Hoje é tudo muito fácil, coloca-se o carneiro e o pé de algodão
de um lado da máquina e do outro lado saem as colchas prontas
em diversas cores, o bife de carneiro temperado, o couro curtido
e a semente do algodão empacotada pronta para o plantio, quase
como um passe de mágica.
Antigamente plantavam as sementes, depois colhiam o algodão
e retiravam os caroços (sementes). Depois, o algodão era limpo
manualmente (cardado) com uma escova de aço retangular (carda)
cheia de pontinhas e se transformava em grossas mechas de mais
ou menos dois palmos. Os carneiros eram criados nas fazendas,
tinham que ser lavados e colocados dentro do celeiro para secar
para não se sujarem novamente. A lã era cortada deles (tosquiada)
e passava pelo mesmo processo de limpeza do algodão. Aí então,
essas mechas eram passadas na roda de fiar, produzindo um fio
uniforme e torcido, o qual era enrolado na dobadeira e, assim,
transformado em meadas.
Preparavam-se tintas caseiras retiradas da flor da quaresminha,
de alguns frutos e de plantas diversas. Essas meadas eram fervidas
nessa água de tinta por horas e depois eram colocadas para secar.
Quem presenciou esse processo lembra-se dos arcos-íris que
eram os varais durante a secagem das multicoloridas meadas. O
engraçado disso era que as pessoas que tingiam as meadas cada
dia estavam com as mãos de uma cor diferente, sem contar a
quantidade de calos pelo processo repetitivo. Enrolavam os fios
em novelos para depois começarem o processo de tecer a colcha
no tear, que era feito basicamente de madeira.

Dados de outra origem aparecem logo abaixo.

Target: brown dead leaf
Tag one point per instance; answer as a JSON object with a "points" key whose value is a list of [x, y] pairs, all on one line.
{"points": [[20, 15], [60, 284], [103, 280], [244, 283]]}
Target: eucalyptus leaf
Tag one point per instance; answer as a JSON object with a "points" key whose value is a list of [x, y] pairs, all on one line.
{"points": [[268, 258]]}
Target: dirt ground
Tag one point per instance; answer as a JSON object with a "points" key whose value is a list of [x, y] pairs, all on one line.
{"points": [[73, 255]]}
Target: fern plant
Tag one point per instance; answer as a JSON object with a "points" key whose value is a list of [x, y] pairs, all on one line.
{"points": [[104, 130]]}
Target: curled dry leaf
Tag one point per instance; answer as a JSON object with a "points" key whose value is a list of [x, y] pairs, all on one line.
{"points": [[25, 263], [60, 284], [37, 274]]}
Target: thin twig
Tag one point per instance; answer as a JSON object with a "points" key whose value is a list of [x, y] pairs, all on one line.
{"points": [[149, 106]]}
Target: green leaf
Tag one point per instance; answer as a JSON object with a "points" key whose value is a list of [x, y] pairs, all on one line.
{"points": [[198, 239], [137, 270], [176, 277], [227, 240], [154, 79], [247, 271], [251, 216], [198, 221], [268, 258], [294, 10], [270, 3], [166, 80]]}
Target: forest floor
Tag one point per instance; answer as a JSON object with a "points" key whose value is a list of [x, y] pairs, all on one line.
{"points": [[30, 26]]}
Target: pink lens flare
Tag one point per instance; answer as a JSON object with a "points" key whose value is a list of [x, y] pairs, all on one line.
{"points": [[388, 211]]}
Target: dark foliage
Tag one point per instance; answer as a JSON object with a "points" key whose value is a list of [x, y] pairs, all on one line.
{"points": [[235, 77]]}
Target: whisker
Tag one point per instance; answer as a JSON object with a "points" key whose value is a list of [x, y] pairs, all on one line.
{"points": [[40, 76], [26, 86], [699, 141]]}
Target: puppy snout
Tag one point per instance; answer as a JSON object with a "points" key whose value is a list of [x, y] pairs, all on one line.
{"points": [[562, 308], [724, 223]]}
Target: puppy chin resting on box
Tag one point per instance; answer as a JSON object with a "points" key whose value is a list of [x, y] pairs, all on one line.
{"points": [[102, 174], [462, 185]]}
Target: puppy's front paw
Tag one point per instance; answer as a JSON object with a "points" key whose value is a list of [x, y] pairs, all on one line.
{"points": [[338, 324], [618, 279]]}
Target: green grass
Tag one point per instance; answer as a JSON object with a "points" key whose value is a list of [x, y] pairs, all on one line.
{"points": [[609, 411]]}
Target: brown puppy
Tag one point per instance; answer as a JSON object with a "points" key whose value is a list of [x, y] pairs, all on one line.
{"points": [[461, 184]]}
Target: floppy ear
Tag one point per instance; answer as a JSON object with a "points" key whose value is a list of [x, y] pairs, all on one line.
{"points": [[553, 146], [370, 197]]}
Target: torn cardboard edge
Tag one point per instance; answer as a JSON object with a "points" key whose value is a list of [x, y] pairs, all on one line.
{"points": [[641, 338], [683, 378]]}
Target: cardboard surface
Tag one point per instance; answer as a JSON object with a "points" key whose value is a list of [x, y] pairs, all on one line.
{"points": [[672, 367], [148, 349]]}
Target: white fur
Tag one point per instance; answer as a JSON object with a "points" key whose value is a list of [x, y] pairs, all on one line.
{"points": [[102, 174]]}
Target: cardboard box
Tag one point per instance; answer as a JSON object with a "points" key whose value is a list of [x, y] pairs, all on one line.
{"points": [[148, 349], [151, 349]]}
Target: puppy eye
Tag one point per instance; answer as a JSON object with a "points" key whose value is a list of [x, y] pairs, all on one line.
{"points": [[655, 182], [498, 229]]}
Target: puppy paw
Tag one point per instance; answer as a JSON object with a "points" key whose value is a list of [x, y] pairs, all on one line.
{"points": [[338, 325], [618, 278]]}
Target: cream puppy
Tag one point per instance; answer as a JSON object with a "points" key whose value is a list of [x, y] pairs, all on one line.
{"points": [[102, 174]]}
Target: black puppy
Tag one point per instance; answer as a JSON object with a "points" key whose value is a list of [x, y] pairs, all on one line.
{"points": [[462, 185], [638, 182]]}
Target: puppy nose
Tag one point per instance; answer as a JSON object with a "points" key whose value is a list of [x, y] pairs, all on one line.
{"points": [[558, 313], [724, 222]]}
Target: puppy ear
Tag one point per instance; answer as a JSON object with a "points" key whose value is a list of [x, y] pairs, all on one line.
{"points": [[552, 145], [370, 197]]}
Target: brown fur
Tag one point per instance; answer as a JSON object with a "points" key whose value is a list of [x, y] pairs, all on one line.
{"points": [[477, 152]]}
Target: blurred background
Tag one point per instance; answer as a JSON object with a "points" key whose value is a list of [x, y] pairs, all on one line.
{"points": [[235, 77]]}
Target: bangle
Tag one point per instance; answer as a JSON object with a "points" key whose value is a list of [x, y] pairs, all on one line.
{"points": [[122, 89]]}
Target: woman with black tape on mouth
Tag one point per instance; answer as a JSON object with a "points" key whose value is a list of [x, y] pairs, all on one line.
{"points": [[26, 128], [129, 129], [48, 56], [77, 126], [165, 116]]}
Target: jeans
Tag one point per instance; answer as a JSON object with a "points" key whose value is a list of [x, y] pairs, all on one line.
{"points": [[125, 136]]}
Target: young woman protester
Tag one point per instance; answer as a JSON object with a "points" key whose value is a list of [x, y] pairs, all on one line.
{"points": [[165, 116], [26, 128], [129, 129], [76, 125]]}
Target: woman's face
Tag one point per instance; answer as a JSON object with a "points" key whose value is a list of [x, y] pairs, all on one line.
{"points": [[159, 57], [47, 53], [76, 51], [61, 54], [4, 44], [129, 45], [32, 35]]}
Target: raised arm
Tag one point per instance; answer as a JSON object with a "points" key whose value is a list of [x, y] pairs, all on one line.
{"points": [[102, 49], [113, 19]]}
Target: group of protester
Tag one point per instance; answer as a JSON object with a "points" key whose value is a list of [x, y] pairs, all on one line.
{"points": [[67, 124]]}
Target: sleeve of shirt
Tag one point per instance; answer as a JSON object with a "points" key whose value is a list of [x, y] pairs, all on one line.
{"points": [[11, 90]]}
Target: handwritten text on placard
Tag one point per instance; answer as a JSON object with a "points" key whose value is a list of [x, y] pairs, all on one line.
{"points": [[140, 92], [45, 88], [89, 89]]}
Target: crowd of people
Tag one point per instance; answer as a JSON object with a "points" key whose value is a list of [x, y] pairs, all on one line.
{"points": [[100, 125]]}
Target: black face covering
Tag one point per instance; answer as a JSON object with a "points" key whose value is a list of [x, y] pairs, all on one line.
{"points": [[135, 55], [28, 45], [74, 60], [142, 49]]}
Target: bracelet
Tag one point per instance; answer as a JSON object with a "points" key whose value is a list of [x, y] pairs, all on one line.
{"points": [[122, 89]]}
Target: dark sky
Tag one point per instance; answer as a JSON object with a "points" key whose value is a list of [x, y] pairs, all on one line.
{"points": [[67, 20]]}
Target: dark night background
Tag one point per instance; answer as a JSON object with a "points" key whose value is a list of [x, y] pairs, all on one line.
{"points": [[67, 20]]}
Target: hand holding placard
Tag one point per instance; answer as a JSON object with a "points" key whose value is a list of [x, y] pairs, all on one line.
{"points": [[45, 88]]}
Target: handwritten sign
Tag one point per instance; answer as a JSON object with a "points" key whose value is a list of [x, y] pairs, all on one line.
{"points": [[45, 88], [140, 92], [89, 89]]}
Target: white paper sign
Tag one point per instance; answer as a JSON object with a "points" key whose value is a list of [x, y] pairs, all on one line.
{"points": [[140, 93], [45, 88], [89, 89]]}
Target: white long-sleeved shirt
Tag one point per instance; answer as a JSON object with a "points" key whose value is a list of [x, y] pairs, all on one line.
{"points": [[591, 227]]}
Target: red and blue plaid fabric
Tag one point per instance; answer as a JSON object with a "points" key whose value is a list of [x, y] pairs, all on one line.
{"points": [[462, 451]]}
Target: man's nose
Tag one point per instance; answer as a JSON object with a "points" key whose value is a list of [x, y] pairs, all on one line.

Hora por vez, esses
novelos caíam das mãos e desenrolavam horas de serviços e ainda
corriam o risco de se sujarem.
Esse processo era todo artesanal e lento, além de ser muito
trabalhoso manobrar o tear. As pessoas utilizavam muito os braços
e as pernas, o que fazia com que muitas vezes tivessem as veias das
pernas arrebentadas. As filhas e filhos de minha bisavó Melvira e
de minha avó Chiquinha sabem muito bem como é trabalhoso
todo esse processo e todos na casa ajudavam de alguma forma,
inclusive as crianças.
Com certeza essas colchas vão passar de mão em mão por
muito tempo ainda, pois o material do qual elas foram tecidas é de
ótima qualidade, não sendo descartáveis como as industrializadas.
A mim coube a melhor parte desse processo, contar a história
e me cobrir com essas colchas, sentindo que as mãos de minhas
avós e tias estão a me abençoar em uma ótima noite de sono.
Como seria maravilhoso, se por um descuido divino, Deus
fizesse as pessoas que amamos eternas!